Nagaland reported its "first"
COVID-19 cases on Monday, when three persons who recently returned to the state from Chennai were found infected with novel coronavirus, a health department official said.
Nagaland government has not counted a person from the state who tested positive for coronavirus on April 13 in Assam after a private hospital referred him to a government facility in Guwahati. He later recovered from the disease.
Two men and a woman, all in their 20s, tested positive for COVID-19 and they are now undergoing treatment at two hospitals in Dimapur and Kohima, Commissioner and Secretary of Health and Family Welfare Department, Menukhol John.
Their condition is stable but Nagaland is no longer a green state, John said.
"Unfortunately, 2 persons in Dimapur and 1 in Kohima have been tested positive for #COVID-19. Please do not panic. We need to handle it with utmost care and responsibility. Necessary action of contact tracing & containment measures are being taken and situation closely monitored," Chief Minister Neiphiu Rio tweeted.
"Our medical team is trying its best to contain the spread of the virus. Aggressive surveillance of the returnees has started. We appeal to the public not to panic and also not to stigmatize the patients," John said.
He said the three persons who tested positive for coronavirus were passengers of the first Shramik Special train that reached Mizoram from Chennai on May 22 last.
A total of 1,328 stranded citizens of Nagaland arrived in the state in that train and they were placed under quarantine in government facilities in Dimapur and Kohima districts.
Earlier in the day, Chief Secretary Temjen Toy expressed apprehension that Nagaland could no longer remain a corona-free state after the return of migrant people.
"Nagaland is at a very crucial stage because so far we have been Green. But with the arrival of thousands of stranded citizens from other parts of the country, we dont know what will happen. We do not know how many will turn out to be positive," Toy told media persons here.
The chief secretary said COVID-19 is here to stay and people should learn how to live with it by taking precautions both at the individual and institutional levels.
Recalling the initial days of HIV/AIDS breakout in the early 1990s in Nagaland, Toy said those who died of the disease were then not even allowed by the public to be buried because of panic.
"But today we have people living with AIDS among us and the number of infected people is more than those days. There should not be any undue fear about COVID-19 as long as we are taking precautions.
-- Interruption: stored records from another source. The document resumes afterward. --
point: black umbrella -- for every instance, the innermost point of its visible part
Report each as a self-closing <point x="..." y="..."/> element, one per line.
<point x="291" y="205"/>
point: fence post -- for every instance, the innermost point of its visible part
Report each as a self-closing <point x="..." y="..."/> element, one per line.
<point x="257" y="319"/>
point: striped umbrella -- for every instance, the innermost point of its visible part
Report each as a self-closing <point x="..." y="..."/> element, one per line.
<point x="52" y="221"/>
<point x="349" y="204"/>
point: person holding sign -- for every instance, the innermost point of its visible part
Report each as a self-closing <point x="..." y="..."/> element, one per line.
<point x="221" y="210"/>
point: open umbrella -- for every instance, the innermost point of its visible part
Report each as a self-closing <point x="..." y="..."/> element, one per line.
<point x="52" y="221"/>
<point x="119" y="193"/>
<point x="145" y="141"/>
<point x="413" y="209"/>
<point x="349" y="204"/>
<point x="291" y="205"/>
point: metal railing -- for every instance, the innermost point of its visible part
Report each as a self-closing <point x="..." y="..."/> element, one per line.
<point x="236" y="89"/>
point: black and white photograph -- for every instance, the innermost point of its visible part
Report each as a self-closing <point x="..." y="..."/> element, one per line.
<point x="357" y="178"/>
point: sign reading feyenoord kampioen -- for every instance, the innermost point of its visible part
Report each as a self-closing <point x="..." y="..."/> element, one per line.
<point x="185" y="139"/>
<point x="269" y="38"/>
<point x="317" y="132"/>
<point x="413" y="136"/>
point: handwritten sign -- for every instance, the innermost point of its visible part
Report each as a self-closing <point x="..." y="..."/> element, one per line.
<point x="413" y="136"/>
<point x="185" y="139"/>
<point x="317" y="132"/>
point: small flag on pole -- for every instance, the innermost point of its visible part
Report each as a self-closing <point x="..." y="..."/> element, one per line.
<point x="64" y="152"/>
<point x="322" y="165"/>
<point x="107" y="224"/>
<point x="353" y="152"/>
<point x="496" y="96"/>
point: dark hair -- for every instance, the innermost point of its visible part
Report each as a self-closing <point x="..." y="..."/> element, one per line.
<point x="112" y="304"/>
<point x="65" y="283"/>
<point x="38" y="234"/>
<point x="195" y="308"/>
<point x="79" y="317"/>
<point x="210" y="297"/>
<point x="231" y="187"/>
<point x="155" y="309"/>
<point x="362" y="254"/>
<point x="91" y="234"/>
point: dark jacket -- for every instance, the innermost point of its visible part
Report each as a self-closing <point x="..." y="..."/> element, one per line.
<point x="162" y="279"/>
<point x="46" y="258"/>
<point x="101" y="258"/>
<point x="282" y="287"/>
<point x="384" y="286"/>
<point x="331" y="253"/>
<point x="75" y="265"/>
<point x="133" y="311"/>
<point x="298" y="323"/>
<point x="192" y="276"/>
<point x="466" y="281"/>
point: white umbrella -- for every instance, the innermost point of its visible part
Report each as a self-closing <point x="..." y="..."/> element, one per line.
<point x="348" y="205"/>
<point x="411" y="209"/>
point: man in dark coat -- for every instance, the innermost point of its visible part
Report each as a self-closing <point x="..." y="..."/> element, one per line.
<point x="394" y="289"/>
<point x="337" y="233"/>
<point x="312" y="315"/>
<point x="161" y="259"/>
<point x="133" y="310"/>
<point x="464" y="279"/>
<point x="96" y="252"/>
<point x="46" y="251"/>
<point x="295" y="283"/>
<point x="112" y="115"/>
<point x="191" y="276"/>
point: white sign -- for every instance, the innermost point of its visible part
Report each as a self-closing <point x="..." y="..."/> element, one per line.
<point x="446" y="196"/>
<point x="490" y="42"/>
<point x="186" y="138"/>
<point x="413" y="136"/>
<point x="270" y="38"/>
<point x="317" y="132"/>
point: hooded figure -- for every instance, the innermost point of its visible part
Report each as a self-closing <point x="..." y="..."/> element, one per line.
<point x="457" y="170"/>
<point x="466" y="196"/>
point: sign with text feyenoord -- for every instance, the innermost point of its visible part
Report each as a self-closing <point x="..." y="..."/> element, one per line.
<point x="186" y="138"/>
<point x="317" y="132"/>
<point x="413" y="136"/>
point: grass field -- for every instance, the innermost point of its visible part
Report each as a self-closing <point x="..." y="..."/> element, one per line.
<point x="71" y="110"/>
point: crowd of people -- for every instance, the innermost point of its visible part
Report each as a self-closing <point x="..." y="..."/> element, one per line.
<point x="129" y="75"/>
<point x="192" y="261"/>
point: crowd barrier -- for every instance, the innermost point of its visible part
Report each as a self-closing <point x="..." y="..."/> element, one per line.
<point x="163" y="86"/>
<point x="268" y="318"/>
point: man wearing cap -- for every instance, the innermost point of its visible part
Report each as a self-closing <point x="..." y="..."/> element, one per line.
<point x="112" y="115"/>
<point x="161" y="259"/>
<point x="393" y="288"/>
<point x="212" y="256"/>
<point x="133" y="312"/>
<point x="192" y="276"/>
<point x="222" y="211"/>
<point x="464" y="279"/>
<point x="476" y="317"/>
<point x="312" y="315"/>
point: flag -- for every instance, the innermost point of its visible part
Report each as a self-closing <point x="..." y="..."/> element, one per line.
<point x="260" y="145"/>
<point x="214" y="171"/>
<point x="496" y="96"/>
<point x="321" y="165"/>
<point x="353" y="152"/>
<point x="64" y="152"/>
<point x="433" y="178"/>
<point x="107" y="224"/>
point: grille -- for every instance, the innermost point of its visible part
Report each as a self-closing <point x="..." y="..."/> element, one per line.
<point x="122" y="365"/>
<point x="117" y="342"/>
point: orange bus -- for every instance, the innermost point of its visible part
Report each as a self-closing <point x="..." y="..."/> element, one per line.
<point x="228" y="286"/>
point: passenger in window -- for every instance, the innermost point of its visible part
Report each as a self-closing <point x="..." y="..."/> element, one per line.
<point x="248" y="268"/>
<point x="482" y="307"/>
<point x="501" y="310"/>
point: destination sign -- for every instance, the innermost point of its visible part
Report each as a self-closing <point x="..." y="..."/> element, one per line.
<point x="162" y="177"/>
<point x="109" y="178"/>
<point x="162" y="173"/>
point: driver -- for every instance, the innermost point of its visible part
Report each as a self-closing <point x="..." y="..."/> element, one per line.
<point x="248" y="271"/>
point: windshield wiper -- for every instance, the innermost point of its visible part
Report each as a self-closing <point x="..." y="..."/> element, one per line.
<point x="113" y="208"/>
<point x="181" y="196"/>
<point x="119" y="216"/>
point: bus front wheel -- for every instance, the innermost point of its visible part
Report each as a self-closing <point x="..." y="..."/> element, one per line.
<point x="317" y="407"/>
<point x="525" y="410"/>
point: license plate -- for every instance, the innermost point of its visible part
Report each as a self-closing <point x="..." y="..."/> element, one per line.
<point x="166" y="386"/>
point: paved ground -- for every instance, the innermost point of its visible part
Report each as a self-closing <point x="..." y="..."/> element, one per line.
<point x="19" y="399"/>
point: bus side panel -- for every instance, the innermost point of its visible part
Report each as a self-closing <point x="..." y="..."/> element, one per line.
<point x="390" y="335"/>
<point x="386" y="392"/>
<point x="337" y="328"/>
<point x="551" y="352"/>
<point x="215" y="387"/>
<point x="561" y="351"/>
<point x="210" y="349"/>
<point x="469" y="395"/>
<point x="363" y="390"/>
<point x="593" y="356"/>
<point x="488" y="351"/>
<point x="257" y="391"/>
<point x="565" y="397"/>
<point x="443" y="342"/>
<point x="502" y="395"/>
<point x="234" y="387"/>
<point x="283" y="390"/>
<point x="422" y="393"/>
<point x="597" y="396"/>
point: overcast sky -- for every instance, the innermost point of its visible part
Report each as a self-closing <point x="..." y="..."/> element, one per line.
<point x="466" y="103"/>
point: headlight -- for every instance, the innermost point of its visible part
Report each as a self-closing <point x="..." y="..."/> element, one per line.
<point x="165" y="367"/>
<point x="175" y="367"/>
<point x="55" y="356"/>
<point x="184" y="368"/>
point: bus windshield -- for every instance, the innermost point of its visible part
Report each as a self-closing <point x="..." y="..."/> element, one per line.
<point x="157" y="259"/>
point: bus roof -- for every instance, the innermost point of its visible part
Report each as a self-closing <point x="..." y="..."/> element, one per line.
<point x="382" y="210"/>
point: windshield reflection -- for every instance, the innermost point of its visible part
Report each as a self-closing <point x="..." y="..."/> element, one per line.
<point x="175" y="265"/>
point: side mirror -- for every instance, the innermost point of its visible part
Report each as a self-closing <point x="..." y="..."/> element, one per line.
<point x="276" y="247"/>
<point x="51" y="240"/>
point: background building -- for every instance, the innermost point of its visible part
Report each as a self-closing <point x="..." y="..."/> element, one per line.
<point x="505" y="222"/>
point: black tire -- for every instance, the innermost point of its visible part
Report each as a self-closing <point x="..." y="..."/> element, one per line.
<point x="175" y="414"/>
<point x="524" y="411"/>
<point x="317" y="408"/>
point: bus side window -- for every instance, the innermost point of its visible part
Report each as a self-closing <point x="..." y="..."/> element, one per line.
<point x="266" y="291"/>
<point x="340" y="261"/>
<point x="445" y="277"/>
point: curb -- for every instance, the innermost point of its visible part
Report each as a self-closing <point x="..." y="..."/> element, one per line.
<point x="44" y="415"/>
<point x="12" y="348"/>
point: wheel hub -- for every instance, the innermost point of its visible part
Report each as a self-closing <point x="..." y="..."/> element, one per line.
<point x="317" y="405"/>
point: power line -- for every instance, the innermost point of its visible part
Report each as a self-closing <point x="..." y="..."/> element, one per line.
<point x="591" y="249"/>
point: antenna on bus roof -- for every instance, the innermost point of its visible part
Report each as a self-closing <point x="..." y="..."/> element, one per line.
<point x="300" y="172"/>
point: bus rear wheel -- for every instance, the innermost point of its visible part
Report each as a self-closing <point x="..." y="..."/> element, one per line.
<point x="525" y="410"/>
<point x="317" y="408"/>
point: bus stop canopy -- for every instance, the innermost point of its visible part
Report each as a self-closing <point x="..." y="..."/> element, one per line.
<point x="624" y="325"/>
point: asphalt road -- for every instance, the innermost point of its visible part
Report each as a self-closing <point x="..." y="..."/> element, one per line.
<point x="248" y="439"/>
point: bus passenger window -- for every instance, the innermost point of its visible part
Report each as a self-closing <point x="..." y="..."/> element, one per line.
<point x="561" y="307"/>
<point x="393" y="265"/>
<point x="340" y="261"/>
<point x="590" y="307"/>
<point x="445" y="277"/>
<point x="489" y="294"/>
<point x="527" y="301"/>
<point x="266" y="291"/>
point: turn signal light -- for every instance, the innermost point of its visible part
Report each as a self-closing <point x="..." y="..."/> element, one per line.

The time for panic is over and we have to get serious to begin to live with COVID," Toy said.
Till Sunday, a total of 1,066 samples were tested and results of 1,001 were negative, while the outcome of 65 is awaited, he said.
The state government has not considered reopening of conventional educational institutes as of now, Toy said adding that the school education department has made arrangements to teach them through television, radio and social media.
"There is a huge risk and we would not like to take any decision in a hurry to open schools," he said.
The current arrangement is only for classes 8 and above, and the department will soon address the problem of the students of lower classes, the chief secretary said.